My general guideline has become that your documentation (also known as “show your work”) should be good enough for a third party (someone not involved in the original work) to reproduce or check your steps.  That means that you should make every effort to increase clarity in your writing.  Avoid indefinite references.  This is discussed in considerable detail in Chapter 2 of An Engineer’s Guide to Solving Problems.  It is also a key part of the Problem Solving Template, available in the Free Stuff files section of this website.

Let me share a short story about how clear documentation allows a third-party to check your work.

Once upon a time, there was an engineering team trying to deliver a video Set-Top-Box design. The analog video output of the prototypes were showing too little chrominance (chroma) subcarrier signal.  The fix should have been trivial, since the main chipset had a register which could control the amplitude of the chroma signal.

This is where the story became confusing.  The software (driver) for the chipset was controlled by a remote software team, far from the primary engineering team, and far from the chipset vendor’s hardware teams.  When an increase in chroma level was requested, the next iteration of software showed far too high of chroma signal level.  The teams went back and forth requesting and attempting a fix.  The result always showed either too high or too low of a chroma level. 

Sadly, the back-and-forth oscillation went on through many weeks and attempts at new driver code.

Finally, the question was asked, “Can the software team see the result of the change they are making?”  Their answer was surprising: “No, they have no equipment or instruments to show them the video output characteristics.”

That surprising answer turned the conversation towards the actual value the software folks were making in the register.  They responded that they had tried 0x67, 0x68, 0x69, 0x70, and 0x71 and none of these values made the hardware folks happy, who reported chroma was either too low or too high.

Eventually, one bright sales engineer monitoring the email thread jumped in.  He asked, “Are those really hex values you are programming, or have you just written them as hexadecimal out of habit?”

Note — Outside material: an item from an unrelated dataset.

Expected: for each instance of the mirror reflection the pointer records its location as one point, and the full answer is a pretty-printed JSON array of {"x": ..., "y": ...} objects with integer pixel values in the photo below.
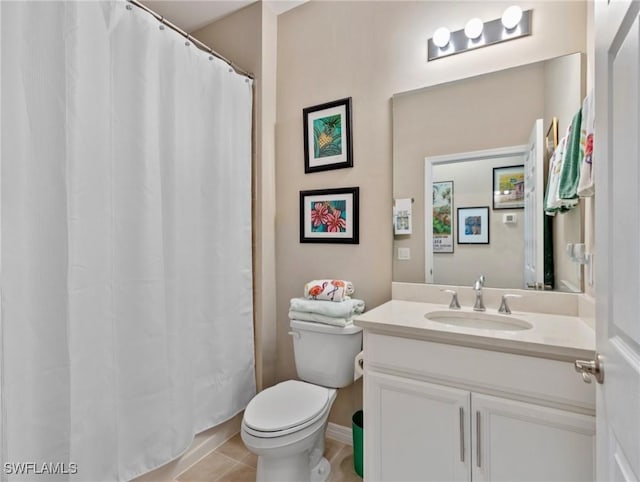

As you have probably figured out already, the programmers had correctly noted that the values were in hexadecimal, but they were counting up as if the value were DECIMAL (67, 68, 69, 70, and 71).  Doh! There are 6 additional values between 0x69 and 0x70 (0x6A, 0x6B, 0x6C, 0x6D, 0x6E, and 0x6F).  A value of 0x6A turned out to give the slight increase needed and the problem was finally solved.

Unfortunately, this process cost too many weeks and a ridiculous amount of manpower.  Had the software team been properly equipped, they might have been able to identify their mistake earlier. But perhaps that still would not have helped, if they continued to be blind to their simple mistake of counting up in decimal, when working in hexadecimal (base 16).

Ultimately, it was the process of them showing their work in an email that allowed a third party to quickly and easily identify the mistake.

Although the many engineers in this story went on to solve other, bigger problems, this mistake lived un-happily ever after in their memories.